Рассеивался голубой туман.

Поскрипывал наш дом-аэроплан.

С ажурных крыльев - книжных стеллажей - пыль осыпалась в яростном полете...

Нежданно очутиться в переплете и - выйти в Жизнь без всяких сторожей!

Покинуть этот милый дом-музей, вернуться в гвалт, в бессонную столицу, пожать беду и радости сторицей и обрести взаправдашних друзей, чтоб на рассвете в голубой туман взмывал твой голубой аэроплан.

29.12.81

1982 год

Вновь я проснулся, в детстве как будто - зимнее утро, зимнее утро...

Выбелил окна росписью иней, воздух меж стекол солнечно-синий.

Сразу от сердца отхлынула смута - зимнее утро, зимнее утро...
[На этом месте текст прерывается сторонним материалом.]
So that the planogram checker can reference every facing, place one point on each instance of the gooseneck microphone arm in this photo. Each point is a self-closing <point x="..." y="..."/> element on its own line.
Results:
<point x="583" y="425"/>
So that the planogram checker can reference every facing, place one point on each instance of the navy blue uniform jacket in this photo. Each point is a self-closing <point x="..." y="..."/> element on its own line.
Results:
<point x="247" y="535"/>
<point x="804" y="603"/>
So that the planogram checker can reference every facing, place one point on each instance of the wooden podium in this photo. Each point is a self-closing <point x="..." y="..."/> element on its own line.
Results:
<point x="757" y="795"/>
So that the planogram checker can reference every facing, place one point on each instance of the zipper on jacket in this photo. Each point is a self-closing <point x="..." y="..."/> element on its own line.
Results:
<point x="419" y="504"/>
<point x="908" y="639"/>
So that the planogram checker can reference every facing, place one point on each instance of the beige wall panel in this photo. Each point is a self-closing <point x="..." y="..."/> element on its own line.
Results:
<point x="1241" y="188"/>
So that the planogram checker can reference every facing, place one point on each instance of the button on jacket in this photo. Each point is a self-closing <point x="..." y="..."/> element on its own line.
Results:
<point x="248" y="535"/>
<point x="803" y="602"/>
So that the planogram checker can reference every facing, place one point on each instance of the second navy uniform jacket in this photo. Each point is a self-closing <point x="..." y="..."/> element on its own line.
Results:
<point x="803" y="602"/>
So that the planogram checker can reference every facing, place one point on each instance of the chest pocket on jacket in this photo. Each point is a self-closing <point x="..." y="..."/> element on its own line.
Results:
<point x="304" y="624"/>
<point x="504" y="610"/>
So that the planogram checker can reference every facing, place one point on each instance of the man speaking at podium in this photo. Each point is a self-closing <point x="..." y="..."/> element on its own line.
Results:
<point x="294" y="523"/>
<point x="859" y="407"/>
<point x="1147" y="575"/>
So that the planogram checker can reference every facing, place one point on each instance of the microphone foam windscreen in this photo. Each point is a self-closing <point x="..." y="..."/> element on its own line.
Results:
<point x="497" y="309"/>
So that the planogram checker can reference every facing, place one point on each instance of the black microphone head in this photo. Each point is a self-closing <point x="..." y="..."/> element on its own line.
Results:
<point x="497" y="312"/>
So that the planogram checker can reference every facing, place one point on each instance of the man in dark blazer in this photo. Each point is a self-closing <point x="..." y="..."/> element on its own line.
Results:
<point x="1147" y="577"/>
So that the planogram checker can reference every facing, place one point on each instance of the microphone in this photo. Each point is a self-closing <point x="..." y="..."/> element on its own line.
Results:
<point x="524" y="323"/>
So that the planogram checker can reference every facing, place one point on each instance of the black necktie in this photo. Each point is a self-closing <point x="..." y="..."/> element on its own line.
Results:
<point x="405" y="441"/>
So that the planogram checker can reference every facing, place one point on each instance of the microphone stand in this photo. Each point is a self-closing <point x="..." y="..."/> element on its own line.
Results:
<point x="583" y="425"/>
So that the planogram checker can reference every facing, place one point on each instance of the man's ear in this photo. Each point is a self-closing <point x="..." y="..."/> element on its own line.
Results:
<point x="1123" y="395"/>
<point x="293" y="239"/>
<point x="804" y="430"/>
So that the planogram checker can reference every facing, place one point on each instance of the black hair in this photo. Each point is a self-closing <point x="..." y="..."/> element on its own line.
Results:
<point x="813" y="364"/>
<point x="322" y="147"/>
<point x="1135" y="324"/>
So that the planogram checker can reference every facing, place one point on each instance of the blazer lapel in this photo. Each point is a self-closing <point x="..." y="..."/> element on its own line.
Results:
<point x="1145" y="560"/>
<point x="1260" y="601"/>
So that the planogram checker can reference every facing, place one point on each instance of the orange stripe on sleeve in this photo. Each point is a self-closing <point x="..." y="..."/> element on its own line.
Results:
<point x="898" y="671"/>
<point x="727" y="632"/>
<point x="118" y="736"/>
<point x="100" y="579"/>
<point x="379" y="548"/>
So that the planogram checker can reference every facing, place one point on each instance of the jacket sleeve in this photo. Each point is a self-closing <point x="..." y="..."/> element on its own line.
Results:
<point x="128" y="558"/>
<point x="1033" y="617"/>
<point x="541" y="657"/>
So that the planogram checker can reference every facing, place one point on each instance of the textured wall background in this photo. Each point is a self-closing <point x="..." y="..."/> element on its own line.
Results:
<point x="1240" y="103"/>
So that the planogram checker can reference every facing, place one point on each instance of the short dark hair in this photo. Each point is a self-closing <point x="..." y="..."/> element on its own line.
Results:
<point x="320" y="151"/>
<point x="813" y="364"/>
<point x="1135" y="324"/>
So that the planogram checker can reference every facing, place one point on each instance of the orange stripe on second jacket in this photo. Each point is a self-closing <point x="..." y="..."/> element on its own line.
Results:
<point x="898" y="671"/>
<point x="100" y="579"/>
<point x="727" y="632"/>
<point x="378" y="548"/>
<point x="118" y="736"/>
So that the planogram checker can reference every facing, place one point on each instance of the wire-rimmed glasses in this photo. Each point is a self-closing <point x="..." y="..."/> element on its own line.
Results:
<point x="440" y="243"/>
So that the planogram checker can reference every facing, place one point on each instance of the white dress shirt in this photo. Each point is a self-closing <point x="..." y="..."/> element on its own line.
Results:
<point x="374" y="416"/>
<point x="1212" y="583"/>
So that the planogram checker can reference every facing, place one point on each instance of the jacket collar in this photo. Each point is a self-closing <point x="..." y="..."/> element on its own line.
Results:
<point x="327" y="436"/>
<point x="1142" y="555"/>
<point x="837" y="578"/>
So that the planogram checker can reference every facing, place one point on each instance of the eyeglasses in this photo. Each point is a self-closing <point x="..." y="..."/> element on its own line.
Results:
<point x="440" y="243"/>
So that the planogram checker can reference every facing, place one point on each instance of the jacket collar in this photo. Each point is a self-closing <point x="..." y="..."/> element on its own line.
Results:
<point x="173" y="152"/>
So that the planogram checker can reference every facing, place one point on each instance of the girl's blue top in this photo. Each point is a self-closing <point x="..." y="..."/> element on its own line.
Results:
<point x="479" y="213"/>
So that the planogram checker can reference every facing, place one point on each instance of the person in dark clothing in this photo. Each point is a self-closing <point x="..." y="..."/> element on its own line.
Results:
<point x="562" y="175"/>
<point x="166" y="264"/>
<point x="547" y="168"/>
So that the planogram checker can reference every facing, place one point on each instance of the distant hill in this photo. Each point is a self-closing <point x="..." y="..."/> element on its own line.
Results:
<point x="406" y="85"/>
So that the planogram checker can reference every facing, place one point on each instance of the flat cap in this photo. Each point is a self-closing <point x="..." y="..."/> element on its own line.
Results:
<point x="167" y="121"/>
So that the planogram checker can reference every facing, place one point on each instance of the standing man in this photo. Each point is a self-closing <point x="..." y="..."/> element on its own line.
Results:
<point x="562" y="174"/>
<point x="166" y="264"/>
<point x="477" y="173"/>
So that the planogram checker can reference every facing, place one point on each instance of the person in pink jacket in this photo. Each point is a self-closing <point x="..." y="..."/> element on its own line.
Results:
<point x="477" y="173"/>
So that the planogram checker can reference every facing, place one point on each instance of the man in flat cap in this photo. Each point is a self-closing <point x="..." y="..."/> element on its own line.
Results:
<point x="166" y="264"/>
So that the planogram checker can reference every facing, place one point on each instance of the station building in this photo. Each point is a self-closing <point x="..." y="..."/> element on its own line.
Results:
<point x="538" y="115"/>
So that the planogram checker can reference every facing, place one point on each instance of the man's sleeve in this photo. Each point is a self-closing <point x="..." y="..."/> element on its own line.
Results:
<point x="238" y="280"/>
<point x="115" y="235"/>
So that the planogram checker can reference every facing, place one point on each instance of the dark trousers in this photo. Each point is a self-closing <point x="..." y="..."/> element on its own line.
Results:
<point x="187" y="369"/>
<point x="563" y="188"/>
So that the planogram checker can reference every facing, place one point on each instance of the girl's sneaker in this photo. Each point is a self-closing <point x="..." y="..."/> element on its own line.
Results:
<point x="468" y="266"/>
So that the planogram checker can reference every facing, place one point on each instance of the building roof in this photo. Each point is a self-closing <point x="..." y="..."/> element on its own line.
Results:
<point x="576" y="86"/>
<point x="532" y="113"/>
Сразу неробко ступил на крылечко, выбежал тропкой к взгорку над речкой.

Спрыгнуть готов, пусть высоко и круто - зимнее утро, зимнее утро...

В сердце - доверье, звонкие трели...

Рядом деревья заиндевели.

Ветки, как стропы синь-парашюта - зимнее утро, зимнее утро...

Мороз под пиджак, словно сталь - наждаком...

А я как кержак весь оброс куржаком.

Немногословного счастья минуты - зимнее утро, зимнее утро!

4.01.82

ТВОРЧЕСТВО

Проснуться ночью. Высохли чернила.

За стеклами луна опять бела.

Собака, та, что в полночь жутко выла, притихла; может, даже умерла.

Скорей к столу. Включить ударом лампу.

Бумагу испещрить карандашом.

Найти в проекте снова неполадки.

Начать сначала. Скомкать все потом.

А за окном заря уже светлеет.

Снег бел, что сахар. Прямо в чай клади.

И лампа не горит уже, а тлеет.

И сердце жжется угольком в груди.

Смешались на бумаге буквы, цифра; а рядом профиль, на жену похож.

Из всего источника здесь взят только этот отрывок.